Undoubtedly, the traditional derivative market has always been a point of attraction for investors for several decades. But the widespread adoption of cryptocurrency as an investment alternative has given rise to one of the significant questions – “Are there derivatives in the crypto ecosystem too?” The answer is, indeed yes, the existence of a Crypto Derivative Market is a reality that is contributing immensely to the overall crypto economy. So, isn’t it the time to know “Crypto Derivatives” better and make the best out of them?
Derivative Trading in Crypto
Basically, a derivative refers to the contract whose value is determined based on the specific underlying asset. Here, the parties in the contract wager on the future value of underlying assets. Currencies, commodities, stocks, and exchange rates are some examples of traditional derivative assets.
Similarly, in the crypto ecosystem, any cryptocurrency token can be the underlying asset for the derivatives. During the initial or first phase of the contract, the associated parties agree on the common selling or buying price of the cryptocurrency. Thus, the changes in the value of underlying assets are what defines the value of crypto derivatives /products too based on which profit margins are determined.
Crypto Derivative Market
The fast-growing crypto derivative market has attracted a huge volume of investors and enthusiasts in recent times and the trend seems to go a long way. The study of Token insight’s cryptocurrency Derivatives Exchange suggests that in Q3 2020, the trading volume of derivatives was recorded as $2.7 trillion. This indicates a 159.4% increase with respect to the year Q3 2019. Isn’t that an enormous growth leap in the crypto derivatives market?
Popular Derivatives in Crypto
Depending on the conditions of a contract, derivatives in the Crypto environment can be of the following types.

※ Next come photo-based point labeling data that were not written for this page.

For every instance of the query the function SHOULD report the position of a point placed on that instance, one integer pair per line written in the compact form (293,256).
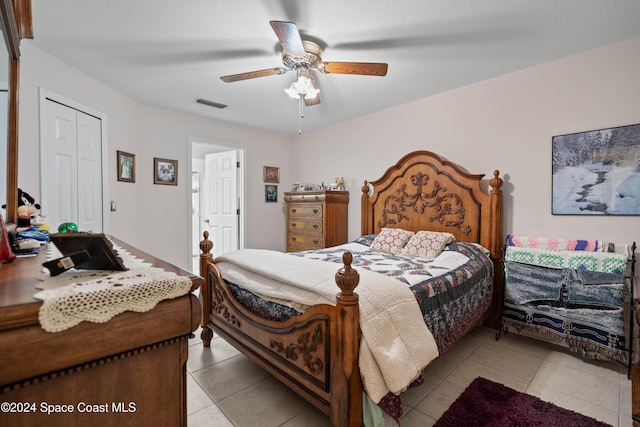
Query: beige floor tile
(415,418)
(439,400)
(197,399)
(509,361)
(596,389)
(229,376)
(211,416)
(249,396)
(471,369)
(411,397)
(267,404)
(311,418)
(201,357)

● Options: A trader gets the right to choose but not the duty to buy or sell any underlying asset at some definite future date and price.

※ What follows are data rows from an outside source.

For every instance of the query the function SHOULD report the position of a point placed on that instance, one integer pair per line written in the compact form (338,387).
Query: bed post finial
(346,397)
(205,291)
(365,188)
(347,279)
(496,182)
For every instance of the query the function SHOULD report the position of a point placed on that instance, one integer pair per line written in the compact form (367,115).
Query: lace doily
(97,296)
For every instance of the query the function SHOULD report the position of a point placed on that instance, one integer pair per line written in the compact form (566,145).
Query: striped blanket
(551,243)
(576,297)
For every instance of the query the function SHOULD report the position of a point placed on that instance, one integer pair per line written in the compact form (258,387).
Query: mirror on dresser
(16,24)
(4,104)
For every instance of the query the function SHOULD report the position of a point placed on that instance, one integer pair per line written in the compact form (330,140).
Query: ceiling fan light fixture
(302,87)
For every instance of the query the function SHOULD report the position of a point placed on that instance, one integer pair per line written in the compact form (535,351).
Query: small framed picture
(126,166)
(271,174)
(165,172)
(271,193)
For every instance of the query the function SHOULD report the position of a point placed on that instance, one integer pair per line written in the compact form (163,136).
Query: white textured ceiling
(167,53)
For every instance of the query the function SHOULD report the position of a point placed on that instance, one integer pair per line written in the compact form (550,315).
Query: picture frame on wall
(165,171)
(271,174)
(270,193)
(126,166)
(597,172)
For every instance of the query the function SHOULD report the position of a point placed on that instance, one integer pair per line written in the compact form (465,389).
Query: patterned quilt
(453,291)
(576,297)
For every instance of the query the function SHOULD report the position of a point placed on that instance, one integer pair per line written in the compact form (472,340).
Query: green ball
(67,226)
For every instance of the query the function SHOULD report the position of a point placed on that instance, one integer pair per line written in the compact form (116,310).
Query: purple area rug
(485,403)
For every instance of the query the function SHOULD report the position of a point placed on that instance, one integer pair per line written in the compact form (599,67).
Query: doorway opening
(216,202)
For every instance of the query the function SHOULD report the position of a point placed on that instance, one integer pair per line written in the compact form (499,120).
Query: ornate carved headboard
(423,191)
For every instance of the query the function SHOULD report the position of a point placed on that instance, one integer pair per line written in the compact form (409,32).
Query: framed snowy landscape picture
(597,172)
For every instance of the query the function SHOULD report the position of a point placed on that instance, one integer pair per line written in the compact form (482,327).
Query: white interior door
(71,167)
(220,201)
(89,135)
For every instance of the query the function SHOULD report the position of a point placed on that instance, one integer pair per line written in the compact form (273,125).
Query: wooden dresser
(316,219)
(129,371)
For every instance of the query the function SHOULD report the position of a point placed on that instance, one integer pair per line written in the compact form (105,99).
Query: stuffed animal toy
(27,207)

● Futures: It is a legal agreement where two parties are authorized to buy or sell an underlying asset at some specific period and are executed through the exchange.
● Perpetual Contracts: These forms of derivatives do not hold any expiration or settlement date but traders can keep their position open and hold the desired amount of crypto.

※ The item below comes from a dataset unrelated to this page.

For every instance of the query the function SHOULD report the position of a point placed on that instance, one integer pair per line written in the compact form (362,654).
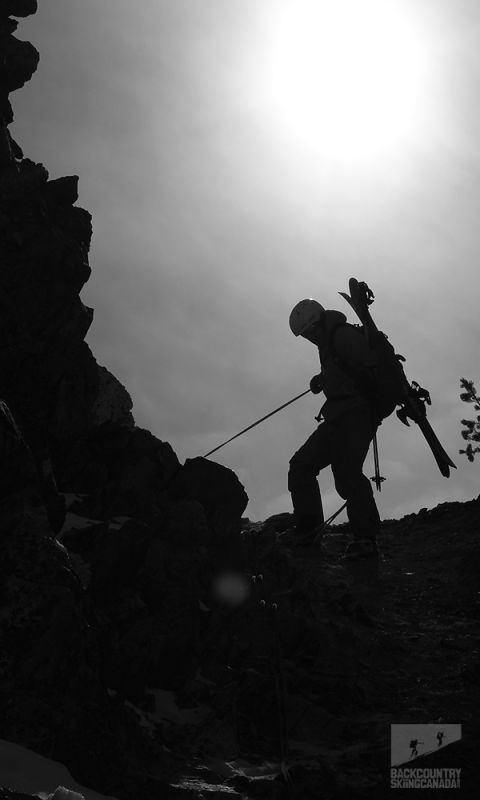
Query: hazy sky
(237,156)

● Swaps: Here, the parties agree to exchange cash flows on the pre-determined future date. These are usually OTC (Over-the-counter) contracts and are quite similar to forwards. To be noted these are not traded on exchanges.
Where to trade crypto derivatives?
There are several crypto exchanges providing room for derivative trading too. Such crypto derivative trading platforms are more flexible in nature than spot margin trading. Some of the known names for trading crypto derivatives are – Binance, Huobi, FTX, Bybit, OKEx, CoinFLEX, KuCoin, Deribit, Bitmex, Bitfinex, Gate.io, etc. The list is way longer and continues to become more extended with the growing culture of cryptocurrency and its derivatives.
Importance of Derivative in the Crypto Economy
In a short period, crypto derivatives have become a pivotal component of the economy owing to their advantageous nature. The first and foremost reason why crypto derivatives have created a special place in the crypto ecosystem is because of their ability to allow portfolio diversification. With the right derivative, investors and traders can create sophisticated strategies like arbitrage trading or pairing.
Additionally, crypto derivatives safeguard portfolios from unexpected risk and price volatility. The absence of derivatives in the portfolio makes it quite difficult for long–term investors to stay less affected in the bear markets. Alongside, the crypto derivative promotes price discovery and helps to determine the value of the asset using various variables, market liquidity, and other such information.
The crypto–derivatives have certainly onset on the mission to be the cherry on the cake with the immense support from Derivative Exchanges. The explosion of cryptocurrency in the world economy being backed by Derivatives is not surprising but the world still needs to command the sincere regulation for continuing the crypto booming culture.